A escalada de conflitos vem com muita facilidade, enquanto a negociação requer sabedoria e força de vontade. Os membros da ONU estão profundamente divididos em seus entendimentos sobre o conflito, mas devem estar completamente unidos por seu interesse compartilhado em um cessar-fogo imediato, interromper os ataques a civis e retornar à paz. A guerra está causando mortes horríveis e destruição assombrosa – centenas de bilhões de dólares em danos às cidades da Ucrânia, que foram reduzidas a escombros em poucas semanas – e um caos econômico crescente em todo o mundo: preços crescentes e escassez de alimentos, milhões de refugiados, colapso de comércio global e cadeias de suprimentos, e a crescente instabilidade política em todo o mundo, atingindo as nações e famílias mais pobres com cargas devastadoras.

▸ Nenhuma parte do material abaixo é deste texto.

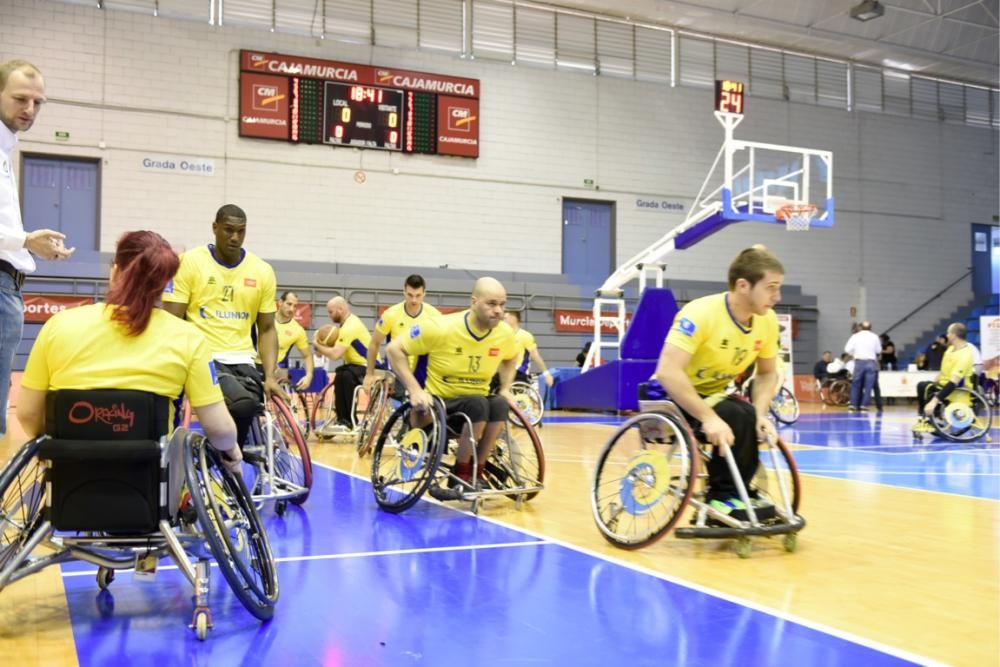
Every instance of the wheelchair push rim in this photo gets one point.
(529, 404)
(966, 416)
(22, 496)
(644, 479)
(517, 461)
(406, 458)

O Conselho de Segurança da ONU (CSNU) tem a responsabilidade sagrada do mundo de manter a paz. Alguns dizem que o CSNU não pode desempenhar esse papel com a Rússia no Conselho de Segurança. No entanto, essa visão está completamente equivocada. O CSNU pode assegurar a paz precisamente porque Rússia, China, Estados Unidos, França e Reino Unido são todos membros permanentes. Esses cinco membros permanentes, juntamente com os outros dez membros do CSNU, devem negociar entre si para encontrar um caminho a seguir que preserve a integridade territorial da Ucrânia, atendendo às necessidades de segurança da Ucrânia, Rússia e, de fato, dos outros 191 estados membros da ONU. .

Aplaudimos os esforços ousados ​​e criativos do presidente Tayyip Erdogan da Turquia para ajudar as duas partes a chegar a um acordo, mas lamentamos a falta de negociações diretas no Conselho de Segurança da ONU. Não estamos pedindo mais frases de efeito em que diplomatas lançam injúrias uns aos outros. Apelamos a verdadeiras negociações guiadas pela Carta das Nações Unidas. Estamos falando de paz por meio do estado de direito da ONU, não por meio de poder, ameaças e alianças militares divisórias.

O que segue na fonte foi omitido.